Sunday, December 21, 2008



White collar injustice

The long-running KPMG tax-shelter case ends with a whimper

What started as the "largest criminal tax-fraud case in history" ended this week with a whimper -- one acquittal and three partial convictions for four defendants in the long-running KPMG tax-shelter case. The Justice Department had charged 19 people back in 2005. Two pleaded guilty, while 13 had their charges dismissed after federal Judge Lewis Kaplan found the government had violated their Fifth and Sixth Amendment rights by coercing KPMG into denying them legal assistance, among other offenses.

The remaining four stood trial this fall. David Greenberg, who was jailed for five months after the government argued he was a flight risk if permitted to post bail, was acquitted on all counts. The other three were convicted on some tax evasion charges while acquitted on others. No one was convicted on the original, underlying conspiracy charge.

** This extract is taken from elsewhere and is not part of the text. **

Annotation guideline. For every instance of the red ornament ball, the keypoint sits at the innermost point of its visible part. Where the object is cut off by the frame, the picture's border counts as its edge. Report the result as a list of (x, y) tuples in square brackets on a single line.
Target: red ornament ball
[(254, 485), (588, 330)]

Justice may consider this as a partial vindication, and it is certainly a setback for the three defendants who now face possible jail time on the tax evasion charges. But the fact that the government could not prove its case for a criminal conspiracy calls into question the premise of the entire prosecution. We argued from the beginning that prosecuting tax advisers for selling tax shelters that had never been found illegal in a court of law had an Alice-in-Wonderland quality. This aggressive legal theory produced, in turn, the government misconduct that ultimately led to the dismissals. Now a jury has found that the conspiracy alleged by the government never existed.

Without a conspiracy, even the convictions the government did secure look dubious and could be overturned on appeal. Whether those convictions stand up or not, there are at least 14 innocent people whose lives were turned upside down and careers ruined by overreaching prosecutors. No moral victory can give back what was taken from them by this regrettable, and abusive, episode.